Car tag, work comp issues shunned


Thursday, June 29th 2000, 12:00 am
By: News On 6



OKLAHOMA CITY (AP) -- The special session of the Oklahoma Legislature lasted just one day, with lawmakers recessing after taking no action on car tag reform or workers' compensation reform.

Republican Gov. Frank Keating had cited those issues as the main reason for the special session. But he said Wednesday's session was worth its $20,000, one-day cost because of a change that brought Oklahoma into compliance with federal guidelines on drunken driving. Keating said the change, part of an omnibus bill approved by legislators, will keep $6 million in federal funds from being moved from state road construction to safety programs.

The omnibus bill also earmarked tobacco settlement money to a newly created trust fund and appropriated $250,000 to the Tulsa Race Riot Commission.

In other action, lawmakers passed legislation that redirected $2,000,000 in bond money from various projects to the Army Museum of the Southwest at Lawton and a bill clarifying a child support law. Keating said it was "regrettable" Democratic lawmakers did not enact a statute that would have made it unnecessary to hold a statewide vote on car tags.

Senate President Pro Tem Stratton Taylor, D-Claremore, said his members felt it was best to let the people decide the issue. He predicted they would pass a $22.3 million car tag tax reduction that was sponsored by Democrats and vetoed by Keating.

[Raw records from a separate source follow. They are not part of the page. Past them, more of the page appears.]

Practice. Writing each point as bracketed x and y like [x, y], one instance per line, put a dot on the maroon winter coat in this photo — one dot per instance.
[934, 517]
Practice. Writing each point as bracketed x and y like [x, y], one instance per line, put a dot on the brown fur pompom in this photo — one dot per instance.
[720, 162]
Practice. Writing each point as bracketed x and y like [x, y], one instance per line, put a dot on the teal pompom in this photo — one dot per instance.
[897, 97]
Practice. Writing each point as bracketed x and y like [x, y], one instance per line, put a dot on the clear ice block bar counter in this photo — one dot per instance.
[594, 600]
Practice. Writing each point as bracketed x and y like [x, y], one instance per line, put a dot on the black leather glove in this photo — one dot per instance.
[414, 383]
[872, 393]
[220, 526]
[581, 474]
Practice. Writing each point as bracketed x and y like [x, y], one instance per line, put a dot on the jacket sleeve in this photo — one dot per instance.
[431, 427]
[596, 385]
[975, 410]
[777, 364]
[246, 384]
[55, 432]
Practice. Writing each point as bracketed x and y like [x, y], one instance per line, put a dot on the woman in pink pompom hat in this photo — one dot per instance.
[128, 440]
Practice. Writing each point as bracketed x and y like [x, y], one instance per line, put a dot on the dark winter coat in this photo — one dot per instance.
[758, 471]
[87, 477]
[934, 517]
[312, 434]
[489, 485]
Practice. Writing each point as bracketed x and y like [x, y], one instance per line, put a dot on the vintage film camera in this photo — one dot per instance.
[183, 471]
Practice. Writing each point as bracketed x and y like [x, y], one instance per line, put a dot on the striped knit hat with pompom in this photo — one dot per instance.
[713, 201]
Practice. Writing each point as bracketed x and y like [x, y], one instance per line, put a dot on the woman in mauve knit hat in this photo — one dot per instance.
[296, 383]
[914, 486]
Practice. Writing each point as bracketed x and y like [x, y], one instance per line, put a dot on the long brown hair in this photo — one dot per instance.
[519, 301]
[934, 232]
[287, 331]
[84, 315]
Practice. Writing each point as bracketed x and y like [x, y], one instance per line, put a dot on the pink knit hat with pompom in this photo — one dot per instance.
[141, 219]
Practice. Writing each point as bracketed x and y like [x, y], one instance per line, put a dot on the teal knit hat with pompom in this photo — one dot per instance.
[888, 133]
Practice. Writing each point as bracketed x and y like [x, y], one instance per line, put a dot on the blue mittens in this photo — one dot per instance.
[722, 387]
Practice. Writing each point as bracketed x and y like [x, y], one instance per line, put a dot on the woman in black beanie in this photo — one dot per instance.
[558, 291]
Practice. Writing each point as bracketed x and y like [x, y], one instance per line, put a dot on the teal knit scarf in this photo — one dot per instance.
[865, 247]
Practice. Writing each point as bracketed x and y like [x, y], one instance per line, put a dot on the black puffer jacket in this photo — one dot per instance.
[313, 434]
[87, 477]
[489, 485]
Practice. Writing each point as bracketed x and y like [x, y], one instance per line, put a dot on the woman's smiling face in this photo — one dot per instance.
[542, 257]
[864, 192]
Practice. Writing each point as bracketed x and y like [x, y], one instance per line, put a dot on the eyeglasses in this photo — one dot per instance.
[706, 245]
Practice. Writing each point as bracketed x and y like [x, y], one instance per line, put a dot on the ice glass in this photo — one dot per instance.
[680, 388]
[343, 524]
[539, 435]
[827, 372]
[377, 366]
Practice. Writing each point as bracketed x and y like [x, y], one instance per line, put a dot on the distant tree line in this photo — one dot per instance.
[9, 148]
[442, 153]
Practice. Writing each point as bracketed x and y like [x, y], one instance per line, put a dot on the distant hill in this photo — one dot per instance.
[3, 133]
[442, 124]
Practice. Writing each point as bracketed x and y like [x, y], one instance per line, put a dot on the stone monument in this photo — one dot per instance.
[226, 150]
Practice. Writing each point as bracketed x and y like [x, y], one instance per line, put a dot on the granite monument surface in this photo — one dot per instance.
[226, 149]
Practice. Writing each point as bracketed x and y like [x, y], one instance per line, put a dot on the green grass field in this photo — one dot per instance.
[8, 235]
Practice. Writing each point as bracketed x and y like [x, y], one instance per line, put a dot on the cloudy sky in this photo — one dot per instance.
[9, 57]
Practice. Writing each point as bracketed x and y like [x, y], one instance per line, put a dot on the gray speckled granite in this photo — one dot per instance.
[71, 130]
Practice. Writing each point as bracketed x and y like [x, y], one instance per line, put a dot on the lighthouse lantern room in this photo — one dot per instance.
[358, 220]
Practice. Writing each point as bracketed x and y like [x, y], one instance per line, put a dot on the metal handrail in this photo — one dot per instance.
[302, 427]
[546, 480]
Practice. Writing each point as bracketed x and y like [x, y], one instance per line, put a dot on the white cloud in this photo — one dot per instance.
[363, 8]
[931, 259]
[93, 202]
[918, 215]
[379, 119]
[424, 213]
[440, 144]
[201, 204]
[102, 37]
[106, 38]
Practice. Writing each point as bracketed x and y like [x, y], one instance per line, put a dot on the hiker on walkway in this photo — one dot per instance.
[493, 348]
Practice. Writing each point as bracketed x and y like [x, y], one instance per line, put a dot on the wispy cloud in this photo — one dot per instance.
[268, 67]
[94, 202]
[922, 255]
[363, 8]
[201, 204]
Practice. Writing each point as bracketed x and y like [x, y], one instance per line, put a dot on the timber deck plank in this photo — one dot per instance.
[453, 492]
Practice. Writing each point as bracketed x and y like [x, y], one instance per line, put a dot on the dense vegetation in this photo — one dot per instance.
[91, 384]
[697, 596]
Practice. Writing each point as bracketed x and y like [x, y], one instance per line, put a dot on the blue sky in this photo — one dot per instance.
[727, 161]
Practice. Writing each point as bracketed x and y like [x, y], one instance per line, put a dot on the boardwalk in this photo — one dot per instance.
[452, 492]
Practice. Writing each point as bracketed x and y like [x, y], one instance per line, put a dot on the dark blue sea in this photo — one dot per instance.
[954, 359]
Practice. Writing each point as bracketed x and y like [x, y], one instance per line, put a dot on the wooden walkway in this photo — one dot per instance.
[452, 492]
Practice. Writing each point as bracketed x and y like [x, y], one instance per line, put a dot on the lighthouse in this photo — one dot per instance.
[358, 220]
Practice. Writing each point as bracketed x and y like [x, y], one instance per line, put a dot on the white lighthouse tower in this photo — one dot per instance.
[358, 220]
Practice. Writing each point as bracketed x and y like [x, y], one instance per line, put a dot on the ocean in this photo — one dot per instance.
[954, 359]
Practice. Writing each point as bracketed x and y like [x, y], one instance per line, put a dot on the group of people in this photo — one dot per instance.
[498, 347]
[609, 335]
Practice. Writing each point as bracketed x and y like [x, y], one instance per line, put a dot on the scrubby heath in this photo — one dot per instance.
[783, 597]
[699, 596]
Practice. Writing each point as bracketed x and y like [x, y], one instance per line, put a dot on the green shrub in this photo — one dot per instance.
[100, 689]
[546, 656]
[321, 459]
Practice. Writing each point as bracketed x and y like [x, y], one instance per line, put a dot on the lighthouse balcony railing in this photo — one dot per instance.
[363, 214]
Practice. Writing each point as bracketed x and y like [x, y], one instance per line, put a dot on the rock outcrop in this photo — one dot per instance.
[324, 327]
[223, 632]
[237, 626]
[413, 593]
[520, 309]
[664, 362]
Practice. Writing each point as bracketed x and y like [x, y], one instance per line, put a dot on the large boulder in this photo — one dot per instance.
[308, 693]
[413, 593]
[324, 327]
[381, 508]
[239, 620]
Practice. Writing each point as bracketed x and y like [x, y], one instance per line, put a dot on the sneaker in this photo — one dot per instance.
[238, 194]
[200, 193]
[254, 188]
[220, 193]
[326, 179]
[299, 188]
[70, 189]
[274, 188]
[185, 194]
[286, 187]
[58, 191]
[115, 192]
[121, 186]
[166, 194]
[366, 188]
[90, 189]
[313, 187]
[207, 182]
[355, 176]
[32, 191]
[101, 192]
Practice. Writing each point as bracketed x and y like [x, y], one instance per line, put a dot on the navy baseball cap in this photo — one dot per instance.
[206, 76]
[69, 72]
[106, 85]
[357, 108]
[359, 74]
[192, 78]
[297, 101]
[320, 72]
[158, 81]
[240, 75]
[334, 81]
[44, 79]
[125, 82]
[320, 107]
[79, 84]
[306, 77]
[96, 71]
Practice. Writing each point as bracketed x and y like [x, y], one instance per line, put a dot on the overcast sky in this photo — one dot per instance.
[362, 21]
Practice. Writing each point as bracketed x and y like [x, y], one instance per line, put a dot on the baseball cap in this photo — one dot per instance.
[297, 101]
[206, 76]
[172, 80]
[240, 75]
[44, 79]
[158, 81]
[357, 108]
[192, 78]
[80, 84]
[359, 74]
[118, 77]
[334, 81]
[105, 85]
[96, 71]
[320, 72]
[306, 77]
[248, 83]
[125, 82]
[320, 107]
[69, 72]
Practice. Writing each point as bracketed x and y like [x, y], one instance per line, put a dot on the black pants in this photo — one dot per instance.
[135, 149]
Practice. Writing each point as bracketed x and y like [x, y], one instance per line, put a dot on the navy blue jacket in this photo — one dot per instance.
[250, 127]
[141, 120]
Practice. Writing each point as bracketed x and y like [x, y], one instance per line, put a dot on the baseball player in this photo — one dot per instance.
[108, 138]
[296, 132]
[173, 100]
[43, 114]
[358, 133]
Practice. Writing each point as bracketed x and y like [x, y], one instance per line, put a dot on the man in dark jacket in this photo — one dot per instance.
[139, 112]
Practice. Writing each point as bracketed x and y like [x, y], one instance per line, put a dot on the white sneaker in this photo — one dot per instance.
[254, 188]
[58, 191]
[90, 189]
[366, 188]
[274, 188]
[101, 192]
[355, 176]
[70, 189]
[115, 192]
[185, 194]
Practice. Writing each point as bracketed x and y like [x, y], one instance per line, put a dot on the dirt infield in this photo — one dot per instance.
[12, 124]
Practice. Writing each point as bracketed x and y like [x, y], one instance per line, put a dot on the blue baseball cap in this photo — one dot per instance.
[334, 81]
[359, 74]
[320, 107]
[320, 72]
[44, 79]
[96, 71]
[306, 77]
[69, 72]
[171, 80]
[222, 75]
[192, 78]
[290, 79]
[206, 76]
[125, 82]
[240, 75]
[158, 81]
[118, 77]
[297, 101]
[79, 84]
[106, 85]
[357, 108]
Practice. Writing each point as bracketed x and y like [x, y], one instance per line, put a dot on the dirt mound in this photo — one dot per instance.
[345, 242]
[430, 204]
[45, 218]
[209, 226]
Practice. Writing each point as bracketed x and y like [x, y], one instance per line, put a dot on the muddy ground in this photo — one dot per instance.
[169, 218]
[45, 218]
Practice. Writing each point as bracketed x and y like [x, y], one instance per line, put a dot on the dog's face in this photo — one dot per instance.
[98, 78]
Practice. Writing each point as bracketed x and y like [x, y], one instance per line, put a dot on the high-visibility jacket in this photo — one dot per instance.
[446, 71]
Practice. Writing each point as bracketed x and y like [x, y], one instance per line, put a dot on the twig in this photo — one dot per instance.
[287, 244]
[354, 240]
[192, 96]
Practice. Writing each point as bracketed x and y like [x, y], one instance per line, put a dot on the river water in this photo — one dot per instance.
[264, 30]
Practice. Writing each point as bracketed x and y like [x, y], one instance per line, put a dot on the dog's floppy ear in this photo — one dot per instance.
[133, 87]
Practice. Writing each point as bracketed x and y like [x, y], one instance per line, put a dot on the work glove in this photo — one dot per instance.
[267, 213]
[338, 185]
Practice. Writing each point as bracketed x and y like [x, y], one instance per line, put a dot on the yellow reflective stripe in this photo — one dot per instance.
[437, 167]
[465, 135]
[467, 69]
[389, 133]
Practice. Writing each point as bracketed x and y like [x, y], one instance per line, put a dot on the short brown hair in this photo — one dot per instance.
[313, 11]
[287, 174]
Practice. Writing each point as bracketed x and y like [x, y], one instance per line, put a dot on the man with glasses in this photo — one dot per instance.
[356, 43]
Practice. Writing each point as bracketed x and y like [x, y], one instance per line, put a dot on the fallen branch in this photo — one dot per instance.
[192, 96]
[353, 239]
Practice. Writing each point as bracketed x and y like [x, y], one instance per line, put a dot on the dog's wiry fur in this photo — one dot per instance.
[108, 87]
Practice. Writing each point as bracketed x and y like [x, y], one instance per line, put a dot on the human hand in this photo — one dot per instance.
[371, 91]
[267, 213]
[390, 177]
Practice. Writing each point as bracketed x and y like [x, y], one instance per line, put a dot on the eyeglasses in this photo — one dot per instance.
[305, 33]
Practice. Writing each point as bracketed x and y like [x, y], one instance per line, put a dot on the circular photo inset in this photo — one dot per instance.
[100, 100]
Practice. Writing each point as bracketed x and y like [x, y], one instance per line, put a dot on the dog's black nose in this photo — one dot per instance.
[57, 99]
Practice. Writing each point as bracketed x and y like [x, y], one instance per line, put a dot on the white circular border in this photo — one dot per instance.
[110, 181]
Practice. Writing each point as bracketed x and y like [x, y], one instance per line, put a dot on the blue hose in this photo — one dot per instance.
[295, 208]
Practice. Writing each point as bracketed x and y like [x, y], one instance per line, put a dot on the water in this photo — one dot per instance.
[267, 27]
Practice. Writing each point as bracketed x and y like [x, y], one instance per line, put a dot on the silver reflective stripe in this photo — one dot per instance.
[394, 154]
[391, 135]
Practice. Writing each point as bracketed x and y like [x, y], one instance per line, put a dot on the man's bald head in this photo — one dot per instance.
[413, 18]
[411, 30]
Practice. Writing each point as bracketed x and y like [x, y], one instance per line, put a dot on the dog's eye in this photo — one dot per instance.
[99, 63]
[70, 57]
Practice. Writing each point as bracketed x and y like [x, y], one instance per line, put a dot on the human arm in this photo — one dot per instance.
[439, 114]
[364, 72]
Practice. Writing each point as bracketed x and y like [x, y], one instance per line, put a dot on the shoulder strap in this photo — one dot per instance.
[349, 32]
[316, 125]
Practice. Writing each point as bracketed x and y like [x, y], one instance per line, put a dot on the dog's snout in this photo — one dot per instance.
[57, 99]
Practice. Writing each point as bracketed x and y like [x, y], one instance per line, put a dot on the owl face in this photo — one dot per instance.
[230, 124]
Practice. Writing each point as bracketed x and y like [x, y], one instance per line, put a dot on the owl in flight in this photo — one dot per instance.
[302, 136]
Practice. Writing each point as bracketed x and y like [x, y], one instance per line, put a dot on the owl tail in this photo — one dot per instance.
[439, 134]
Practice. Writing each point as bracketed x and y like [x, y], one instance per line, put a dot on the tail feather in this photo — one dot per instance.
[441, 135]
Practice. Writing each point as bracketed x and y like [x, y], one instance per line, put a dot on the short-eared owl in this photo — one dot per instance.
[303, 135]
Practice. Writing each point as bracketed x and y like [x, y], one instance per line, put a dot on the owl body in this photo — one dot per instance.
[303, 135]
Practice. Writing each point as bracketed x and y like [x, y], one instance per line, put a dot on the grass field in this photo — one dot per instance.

Republicans had pushed a $138 million tax cut that Democratic leaders said was too costly. After Keating's veto, Democrats revived their plan as a referendum and placed it on the Aug. 22 primary election ballot.

House Speaker Loyd Benson, D-Frederick, conceded the idea of a compromise received little support in a Democratic leadership meeting Wednesday afternoon. Democrats felt there "really wasn't anything on the table to consider," Benson said.

Taylor and Benson said a study group would be appointed to consider Keating's plan to replace the current Workers' Compensation Court with an administrative system. Keating said a study of the issue was "better than nothing."

On the car tag question, Taylor said Keating "was offered every opportunity for lower tags during the regular session, but chose to draw a line in the sand."

Keating conceded that polling data indicate that voters favor the Democratic proposal that will be decided in August.

"Voters want auto tag relief," the governor said. "They don't care if it's Democrat relief or Republican relief. They want meaningful relief." He said the Democratic plan "is a good thing" if you are a new-car buyer or renewing your tags but "a bad thing" if you are a used-car buyer.

"Clearly, people are going to have to vote self interest," he said. Taylor previously had said the session was more about politics than substance.

Keating, in his second term, has been active in trying to help the state GOP reach its goal of electing a majority in the Legislature, especially in the 101-member House, which now has 40 members.

All House seats are up in the fall elections, along with 24 of 48 seats in the Senate, which is expected to remain solidly Democratic. The state filing period for legislative, state and congressional offices will be held July 10-12 at the Capitol.